Per quanto in modo appena accennato, è dal debito intanto che arriva un segnale positivo. Nel 2017 è diminuito per il terzo anno consecutivo, seppur lievemente, portandosi al 131,2% del Pil. In questo caso meglio del previsto, anche se secondo Carlo Cottarelli, sarebbe “interamente dovuto alla riduzione delle disponibilità liquide del Tesoro operata negli ultimi due mesi dell’anno”. L’obiettivo sarà comunque ora quello di fare del 2018 e del 2019 il quarto e il quinto anno di discesa, per dare una dimostrazione ai mercati e garantire la stabilità del Paese. Al di là dei numeri macroeconomici, dall’Istat emerge anche una fotografia delle famiglie italiane: lo scorso anno il loro potere d’acquisto ha frenato bruscamente, con un aumento di appena lo 0,5% contro l’1,2% dell’anno prima, ma la spesa sono continuate a crescere portando con sé una diminuzione della tendenza al risparmio tutta italica.

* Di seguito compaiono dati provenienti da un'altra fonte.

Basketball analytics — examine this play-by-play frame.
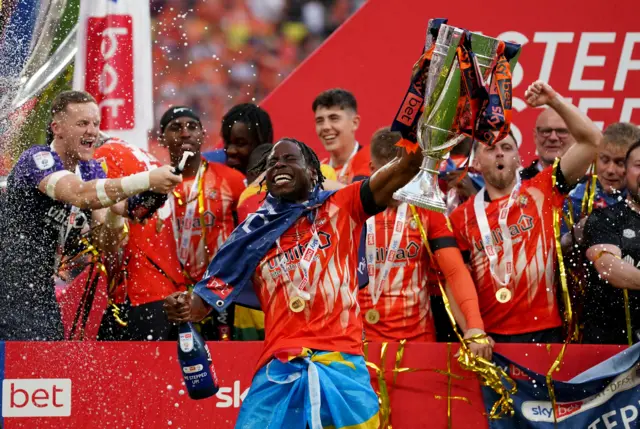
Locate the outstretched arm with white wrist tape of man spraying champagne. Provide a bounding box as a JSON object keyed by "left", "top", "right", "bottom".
{"left": 38, "top": 166, "right": 182, "bottom": 209}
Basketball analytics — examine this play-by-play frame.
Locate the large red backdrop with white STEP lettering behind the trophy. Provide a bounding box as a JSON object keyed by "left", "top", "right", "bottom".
{"left": 262, "top": 0, "right": 640, "bottom": 162}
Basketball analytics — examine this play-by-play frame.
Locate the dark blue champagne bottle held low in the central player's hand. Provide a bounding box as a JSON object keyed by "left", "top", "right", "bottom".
{"left": 178, "top": 322, "right": 220, "bottom": 399}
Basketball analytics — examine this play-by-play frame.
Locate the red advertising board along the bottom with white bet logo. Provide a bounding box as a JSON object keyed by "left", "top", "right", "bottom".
{"left": 2, "top": 342, "right": 622, "bottom": 429}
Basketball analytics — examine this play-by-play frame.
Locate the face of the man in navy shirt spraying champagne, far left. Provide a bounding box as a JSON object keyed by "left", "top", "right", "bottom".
{"left": 51, "top": 103, "right": 100, "bottom": 161}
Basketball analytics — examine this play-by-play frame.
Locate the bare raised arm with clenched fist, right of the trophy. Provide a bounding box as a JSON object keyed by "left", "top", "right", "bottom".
{"left": 525, "top": 81, "right": 602, "bottom": 185}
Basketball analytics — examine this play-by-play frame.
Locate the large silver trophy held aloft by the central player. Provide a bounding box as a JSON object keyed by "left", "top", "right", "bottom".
{"left": 393, "top": 24, "right": 518, "bottom": 213}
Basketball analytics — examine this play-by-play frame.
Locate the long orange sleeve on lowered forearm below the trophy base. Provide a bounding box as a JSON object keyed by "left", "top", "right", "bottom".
{"left": 434, "top": 247, "right": 484, "bottom": 330}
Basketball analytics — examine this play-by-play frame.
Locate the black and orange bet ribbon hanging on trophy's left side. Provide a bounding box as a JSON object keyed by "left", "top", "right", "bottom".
{"left": 391, "top": 19, "right": 447, "bottom": 153}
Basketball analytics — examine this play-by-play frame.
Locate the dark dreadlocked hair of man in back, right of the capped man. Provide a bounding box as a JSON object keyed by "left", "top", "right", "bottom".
{"left": 220, "top": 103, "right": 273, "bottom": 146}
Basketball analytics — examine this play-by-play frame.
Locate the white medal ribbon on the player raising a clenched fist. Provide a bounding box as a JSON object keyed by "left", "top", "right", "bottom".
{"left": 473, "top": 174, "right": 521, "bottom": 286}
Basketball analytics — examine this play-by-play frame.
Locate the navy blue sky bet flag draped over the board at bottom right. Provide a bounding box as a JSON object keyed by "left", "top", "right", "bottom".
{"left": 482, "top": 343, "right": 640, "bottom": 429}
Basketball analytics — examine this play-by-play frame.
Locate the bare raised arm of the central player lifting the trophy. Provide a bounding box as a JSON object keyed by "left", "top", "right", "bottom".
{"left": 369, "top": 147, "right": 422, "bottom": 207}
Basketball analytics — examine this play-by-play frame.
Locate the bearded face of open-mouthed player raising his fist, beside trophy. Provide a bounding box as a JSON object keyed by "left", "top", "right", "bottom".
{"left": 476, "top": 137, "right": 520, "bottom": 189}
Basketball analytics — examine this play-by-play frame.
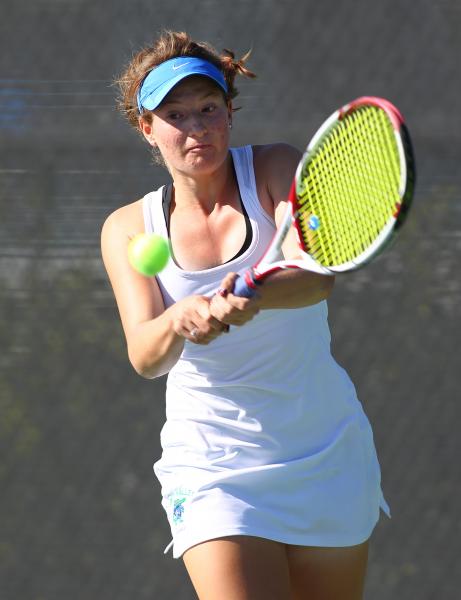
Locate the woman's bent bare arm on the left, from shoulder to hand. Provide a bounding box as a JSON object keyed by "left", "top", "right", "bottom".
{"left": 101, "top": 203, "right": 224, "bottom": 379}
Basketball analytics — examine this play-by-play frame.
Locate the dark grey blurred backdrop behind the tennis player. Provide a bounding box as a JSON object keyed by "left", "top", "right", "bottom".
{"left": 0, "top": 0, "right": 461, "bottom": 600}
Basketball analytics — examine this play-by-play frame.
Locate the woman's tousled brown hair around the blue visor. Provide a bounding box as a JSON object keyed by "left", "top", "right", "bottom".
{"left": 114, "top": 30, "right": 256, "bottom": 131}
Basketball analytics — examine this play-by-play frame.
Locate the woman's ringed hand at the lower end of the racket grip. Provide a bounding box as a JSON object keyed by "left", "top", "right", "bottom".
{"left": 170, "top": 295, "right": 229, "bottom": 345}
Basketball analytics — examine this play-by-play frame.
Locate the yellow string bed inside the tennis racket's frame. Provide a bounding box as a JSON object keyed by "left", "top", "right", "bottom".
{"left": 298, "top": 106, "right": 401, "bottom": 267}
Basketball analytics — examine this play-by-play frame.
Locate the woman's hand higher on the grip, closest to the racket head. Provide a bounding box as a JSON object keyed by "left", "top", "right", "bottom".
{"left": 210, "top": 273, "right": 260, "bottom": 326}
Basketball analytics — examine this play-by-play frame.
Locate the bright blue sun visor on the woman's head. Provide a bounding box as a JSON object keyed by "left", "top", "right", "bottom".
{"left": 138, "top": 56, "right": 227, "bottom": 113}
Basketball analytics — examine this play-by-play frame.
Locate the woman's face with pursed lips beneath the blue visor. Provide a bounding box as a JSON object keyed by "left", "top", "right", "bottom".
{"left": 141, "top": 76, "right": 231, "bottom": 176}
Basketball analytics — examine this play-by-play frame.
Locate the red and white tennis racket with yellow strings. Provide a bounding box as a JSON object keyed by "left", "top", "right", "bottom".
{"left": 233, "top": 96, "right": 415, "bottom": 298}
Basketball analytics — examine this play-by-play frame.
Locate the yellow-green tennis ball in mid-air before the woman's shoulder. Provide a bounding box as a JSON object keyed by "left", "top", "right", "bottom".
{"left": 128, "top": 233, "right": 170, "bottom": 277}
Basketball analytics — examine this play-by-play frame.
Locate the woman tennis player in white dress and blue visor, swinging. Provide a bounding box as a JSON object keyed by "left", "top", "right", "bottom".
{"left": 102, "top": 31, "right": 388, "bottom": 600}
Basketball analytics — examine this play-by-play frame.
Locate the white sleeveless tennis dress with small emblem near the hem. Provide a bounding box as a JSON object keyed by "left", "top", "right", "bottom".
{"left": 143, "top": 146, "right": 389, "bottom": 558}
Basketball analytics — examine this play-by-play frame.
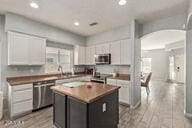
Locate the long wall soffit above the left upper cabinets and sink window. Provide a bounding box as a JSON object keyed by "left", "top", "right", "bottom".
{"left": 5, "top": 13, "right": 86, "bottom": 46}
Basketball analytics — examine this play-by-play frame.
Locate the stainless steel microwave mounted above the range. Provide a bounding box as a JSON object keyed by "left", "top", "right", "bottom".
{"left": 94, "top": 54, "right": 111, "bottom": 65}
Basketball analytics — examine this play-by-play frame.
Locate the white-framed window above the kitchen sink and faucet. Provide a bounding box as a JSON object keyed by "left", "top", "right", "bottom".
{"left": 45, "top": 47, "right": 73, "bottom": 73}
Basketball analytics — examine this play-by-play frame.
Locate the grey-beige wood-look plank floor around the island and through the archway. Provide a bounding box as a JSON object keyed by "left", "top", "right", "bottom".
{"left": 0, "top": 81, "right": 192, "bottom": 128}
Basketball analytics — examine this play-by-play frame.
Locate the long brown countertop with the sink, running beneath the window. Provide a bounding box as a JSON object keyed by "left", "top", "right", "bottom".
{"left": 7, "top": 73, "right": 91, "bottom": 86}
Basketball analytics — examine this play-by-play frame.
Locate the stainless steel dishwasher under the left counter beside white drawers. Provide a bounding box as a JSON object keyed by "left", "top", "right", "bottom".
{"left": 33, "top": 81, "right": 55, "bottom": 110}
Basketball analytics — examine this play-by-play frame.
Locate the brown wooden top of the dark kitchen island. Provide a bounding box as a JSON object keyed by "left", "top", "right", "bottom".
{"left": 51, "top": 82, "right": 120, "bottom": 103}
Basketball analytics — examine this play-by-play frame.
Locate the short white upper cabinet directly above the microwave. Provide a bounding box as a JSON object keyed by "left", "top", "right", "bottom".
{"left": 95, "top": 44, "right": 109, "bottom": 54}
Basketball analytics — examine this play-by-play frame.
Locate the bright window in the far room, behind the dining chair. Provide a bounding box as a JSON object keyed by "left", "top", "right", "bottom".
{"left": 141, "top": 58, "right": 152, "bottom": 73}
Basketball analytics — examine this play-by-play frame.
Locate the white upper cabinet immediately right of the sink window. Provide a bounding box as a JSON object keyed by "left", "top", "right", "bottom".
{"left": 74, "top": 45, "right": 86, "bottom": 65}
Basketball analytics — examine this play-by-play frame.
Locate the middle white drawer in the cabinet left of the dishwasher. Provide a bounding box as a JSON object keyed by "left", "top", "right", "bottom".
{"left": 12, "top": 89, "right": 33, "bottom": 103}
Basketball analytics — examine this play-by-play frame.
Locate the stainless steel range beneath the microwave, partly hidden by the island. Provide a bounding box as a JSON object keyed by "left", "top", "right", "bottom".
{"left": 91, "top": 74, "right": 111, "bottom": 84}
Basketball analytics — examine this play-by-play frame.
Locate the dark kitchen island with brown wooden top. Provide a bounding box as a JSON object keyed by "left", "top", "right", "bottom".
{"left": 51, "top": 82, "right": 119, "bottom": 128}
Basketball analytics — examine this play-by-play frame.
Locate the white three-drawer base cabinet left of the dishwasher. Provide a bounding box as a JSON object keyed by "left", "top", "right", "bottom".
{"left": 9, "top": 84, "right": 33, "bottom": 118}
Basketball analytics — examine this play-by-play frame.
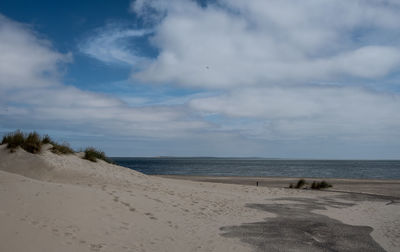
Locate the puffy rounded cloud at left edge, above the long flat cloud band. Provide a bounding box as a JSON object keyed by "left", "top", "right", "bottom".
{"left": 0, "top": 14, "right": 72, "bottom": 90}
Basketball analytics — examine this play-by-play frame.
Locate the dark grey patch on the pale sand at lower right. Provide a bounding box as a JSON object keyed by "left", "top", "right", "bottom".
{"left": 221, "top": 198, "right": 385, "bottom": 252}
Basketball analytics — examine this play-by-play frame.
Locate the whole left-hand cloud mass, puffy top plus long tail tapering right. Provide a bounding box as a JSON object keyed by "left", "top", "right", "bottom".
{"left": 0, "top": 16, "right": 208, "bottom": 138}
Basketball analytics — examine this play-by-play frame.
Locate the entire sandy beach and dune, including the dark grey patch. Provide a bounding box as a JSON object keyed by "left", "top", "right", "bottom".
{"left": 0, "top": 145, "right": 400, "bottom": 251}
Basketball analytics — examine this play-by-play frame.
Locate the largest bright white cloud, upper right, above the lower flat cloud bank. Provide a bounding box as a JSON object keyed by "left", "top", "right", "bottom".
{"left": 132, "top": 0, "right": 400, "bottom": 88}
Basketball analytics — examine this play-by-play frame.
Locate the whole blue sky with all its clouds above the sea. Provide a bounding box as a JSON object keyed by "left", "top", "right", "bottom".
{"left": 0, "top": 0, "right": 400, "bottom": 159}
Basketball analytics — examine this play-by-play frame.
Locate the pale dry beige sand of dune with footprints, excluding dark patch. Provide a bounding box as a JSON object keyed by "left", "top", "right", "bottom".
{"left": 0, "top": 145, "right": 400, "bottom": 251}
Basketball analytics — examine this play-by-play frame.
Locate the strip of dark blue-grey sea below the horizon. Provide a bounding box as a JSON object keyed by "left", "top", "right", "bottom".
{"left": 112, "top": 157, "right": 400, "bottom": 179}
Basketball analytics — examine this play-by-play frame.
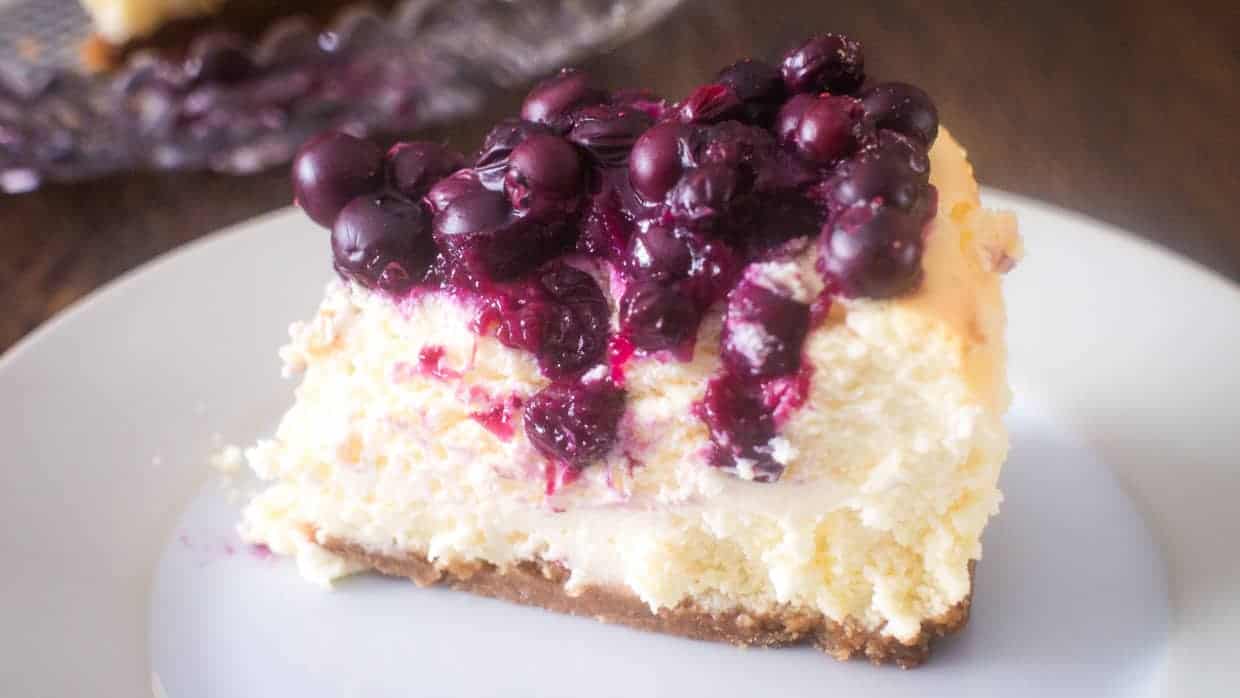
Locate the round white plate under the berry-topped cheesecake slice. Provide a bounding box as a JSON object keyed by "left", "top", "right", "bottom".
{"left": 0, "top": 192, "right": 1240, "bottom": 698}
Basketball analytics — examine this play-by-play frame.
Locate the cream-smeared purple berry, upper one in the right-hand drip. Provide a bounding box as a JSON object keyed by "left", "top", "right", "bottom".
{"left": 723, "top": 279, "right": 810, "bottom": 378}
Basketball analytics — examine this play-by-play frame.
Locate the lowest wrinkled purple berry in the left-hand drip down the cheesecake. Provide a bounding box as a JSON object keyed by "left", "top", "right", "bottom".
{"left": 525, "top": 382, "right": 625, "bottom": 469}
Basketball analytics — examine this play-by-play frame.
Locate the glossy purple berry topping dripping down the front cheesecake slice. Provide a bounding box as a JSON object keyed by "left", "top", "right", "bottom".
{"left": 287, "top": 33, "right": 939, "bottom": 481}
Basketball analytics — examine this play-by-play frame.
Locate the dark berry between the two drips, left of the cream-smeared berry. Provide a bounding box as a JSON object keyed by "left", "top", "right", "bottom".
{"left": 620, "top": 280, "right": 702, "bottom": 351}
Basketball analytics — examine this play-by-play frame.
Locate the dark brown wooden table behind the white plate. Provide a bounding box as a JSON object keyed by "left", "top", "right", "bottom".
{"left": 0, "top": 0, "right": 1240, "bottom": 351}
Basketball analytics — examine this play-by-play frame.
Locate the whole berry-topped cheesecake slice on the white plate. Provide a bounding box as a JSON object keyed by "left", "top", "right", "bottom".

Tanto quanto una manovra di quasi 36 miliardi. È il valore dell’evasione dell’Iva in Italia nel 2016, il più alto in assoluto nei 28 e il terzo divario maggiore tra gettito previsto ed effettivamente riscosso, al 25,9%. Solo Romania e Grecia ‘frodano’ di più sull’Iva, con un ‘buco’ rispettivamente del 35,8% e del 29,2%.

È la fotografia scattata dall’ultimo rapporto annuale della Commissione Ue, e che conferma il trend dell’Italia degli ultimi anni. Dal 2012 al 2016 c’è stato un miglioramento ma appena del 3%, con un calo dal 29% a poco meno del 26%. Nel 2012, infatti, i miliardi non incassati sono stati 38,7, schizzati a 40,4 nel 2013, poi scesi di nuovo a 38,3 nel 2014, per arrivare al calo più sostanziale nel 2015 con 35,7 miliardi. Rispetto al 2015, dunque, l’Italia ha ugualmente fatto un piccolo passo in avanti, riducendo l’evasione dello 0,23% dal 26,13%, anche se in termini assoluti gli introiti persi dalle casse pubbliche nel 2016 sono stati leggermente superiori, 35,9 miliardi contro 35,7. Bruxelles segnala inoltre, tra i cambiamenti significativi avvenuti nell’anno che hanno avuto un impatto sull’ammontare della raccolta dell’Iva, la riduzione del tasso per gli e-book e i giornali online dal 22% al 4%.

Nel suo insieme, l’Ue ha registrato perdite di introiti sull’Iva per 147,1 miliardi di euro, in calo di 10,5 miliardi rispetto all’anno precedente con una riduzione del gap dello 0,9%, scendendo al 12,3% dal 13,2%. I Paesi Ue ‘virtuosi’ in cui l’evasione dell’Iva è la più bassa sono Lussemburgo (0,85%), Svezia (1,08%) e Croazia (1,15%). “Gli stati membri hanno migliorato la riscossione dell’Iva”, ma “una perdita di 150 miliardi di euro l’anno per i bilanci nazionali rimane inaccettabile, soprattutto quando 50 finiscono nelle tasche di criminali”, ha ammonito il commissario Ue agli affari economici Pierre Moscovici, invitando i 28 ad adottare la riforma dell’Iva proposta un anno fa entro le elezioni europee.